The ECAT World Taxonomies dataset is compiled from four principal sources, to which due recognition should be attributed:
The ITIS Data Status Summary Table, found at http://www.itis.usda.gov/status.html , summarises in broad terms the indexing status of the taxonomic groups found in the ITIS database by indicating which groups have been completed and which are in progress. The scope of the data e.g. World, U.S. and Canada, is given. A taxon designated 'complete' and 'World' would constitute a proper GSD. In a number of cases ITIS reports being completed for particular, cross cutting groups like 'Marine lobsters of economic importance'
The Species 2000 Metadatabase, kindly provided by Yuri Roskov, the Species 2000 secretariat, Reading, UK, contains information on any taxonomy initiative brought to the attention of Species 2000. This includes the range from comprehensive, on-line available, Species 2000 sector GSDs to database initiatives only characterized by their name - e.g. Spooner's Elaphomycetes - sometimes with a person indicated as the contact person, sometimes without any kind of metadata.
At a
workshop in Kew, 28-30 June 2004, the GSPC initiated a compilation of a
metadatabase on the status of the families of vascular plants.
This list
utilizes a series of categories describing the status of availability of
taxonomies for the families;
The list also very comprehensively suggests road map and obstacles for each of the families. Potential collaborators are identified. These data are not included in the ECAT dataset as they are to a certain degree person sensible. The GSPC data includes many families that are not present in the ITIS taxonomy. This will have to be sorted out. At present, the families are listed in a separate group as direct descendents of the Vascular Plants.

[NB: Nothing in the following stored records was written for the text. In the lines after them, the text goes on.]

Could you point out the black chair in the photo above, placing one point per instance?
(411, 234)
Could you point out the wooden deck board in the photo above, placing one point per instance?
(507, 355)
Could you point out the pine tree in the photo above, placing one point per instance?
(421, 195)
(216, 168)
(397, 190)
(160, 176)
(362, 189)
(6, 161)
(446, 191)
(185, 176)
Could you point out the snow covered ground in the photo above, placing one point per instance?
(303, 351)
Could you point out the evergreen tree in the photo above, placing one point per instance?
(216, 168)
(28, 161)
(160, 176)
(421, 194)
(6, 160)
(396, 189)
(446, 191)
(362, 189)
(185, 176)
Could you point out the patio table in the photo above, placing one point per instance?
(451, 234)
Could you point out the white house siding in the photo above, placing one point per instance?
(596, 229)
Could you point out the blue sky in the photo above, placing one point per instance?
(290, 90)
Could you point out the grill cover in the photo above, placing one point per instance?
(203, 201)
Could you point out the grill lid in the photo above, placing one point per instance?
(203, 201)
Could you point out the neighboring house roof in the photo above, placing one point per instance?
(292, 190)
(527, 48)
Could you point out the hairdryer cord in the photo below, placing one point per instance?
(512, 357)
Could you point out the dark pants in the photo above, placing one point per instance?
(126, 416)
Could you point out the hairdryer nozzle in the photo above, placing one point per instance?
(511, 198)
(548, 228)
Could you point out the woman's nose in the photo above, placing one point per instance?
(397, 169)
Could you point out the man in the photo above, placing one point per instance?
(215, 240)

The ECAT Seed Money programme has yielded certain insight into taxonomy initiatives around the world. For the moment only projects that have received Seed Money funding are entered into the database. In the future it may be advantageous to include also projects that applied for seed money but were rejected. This can of course not be done without contacting the applicants, which in many cases could lead to complicated situations. Also information on the taxonomic nomenclators is included.
The metadatabase is delivered as an MSAccess database file and an HTML output that displays the data in the context of a taxonomic hierarchy tree.

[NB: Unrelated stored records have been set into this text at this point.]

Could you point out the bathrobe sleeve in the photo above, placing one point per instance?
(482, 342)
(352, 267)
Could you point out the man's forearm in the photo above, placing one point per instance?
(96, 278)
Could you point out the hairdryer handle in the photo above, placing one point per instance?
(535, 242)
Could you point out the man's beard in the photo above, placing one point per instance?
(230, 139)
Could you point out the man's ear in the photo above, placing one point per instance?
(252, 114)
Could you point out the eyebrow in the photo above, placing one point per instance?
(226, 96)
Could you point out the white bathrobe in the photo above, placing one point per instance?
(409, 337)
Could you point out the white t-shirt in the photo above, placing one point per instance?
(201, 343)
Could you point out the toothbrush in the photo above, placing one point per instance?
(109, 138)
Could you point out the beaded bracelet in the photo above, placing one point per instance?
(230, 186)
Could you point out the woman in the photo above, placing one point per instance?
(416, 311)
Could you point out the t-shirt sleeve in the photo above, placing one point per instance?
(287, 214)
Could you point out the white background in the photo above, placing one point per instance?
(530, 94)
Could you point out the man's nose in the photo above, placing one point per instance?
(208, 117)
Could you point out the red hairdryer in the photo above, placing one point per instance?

The database stores the entire ITIS hierarchy with parent-child linking internally in a single table. Taxonomic resource information is inserted on appropriate levels. The database utilizes a management form where tree-walking is possible by clicking names of parent and children. Data editing directly in the table is also possible.
The HTML output visualizes a tree representation of the entire taxonomy, with taxonomic resource information affixed at appropriate nodes and terminals. In general, if a node carries information, this information applies to all descendants of this node. As not all information applies to natural taxonomic groups, a number of informal Groups have been introduced.
Data is presented in 6 containers; ITIS, Species 2000, GSPC, Seed Money, Nomenclators and 'Others'.
As loading time for the rather complex tree document can be rather long (seemingly faster in Mozilla Firefox than in MS Internet Explorer), the HTML output comes in two versions; one with the full taxonomy and one - the Light Edition - where all terminal Orders (or Families) without data have been pruned.
The data set has been analysed at Phylum/Division level, assessing the state of taxonomic treatment. These findings are listed and summarised in another document
The data is brought from the database into HTML through an ASP procedure that will write a file with the tree node information embedded. A comprehensive Java Script (thanks to Cip for finding it) transforms the node info into a graphical tree that can be collapsed and expanded by clicking on nodes. At present, as GBIF does not serve ASP, as an interim solution, the output is saved as .htm files and stored in the CIRCA Information service. From where they can be further disseminated.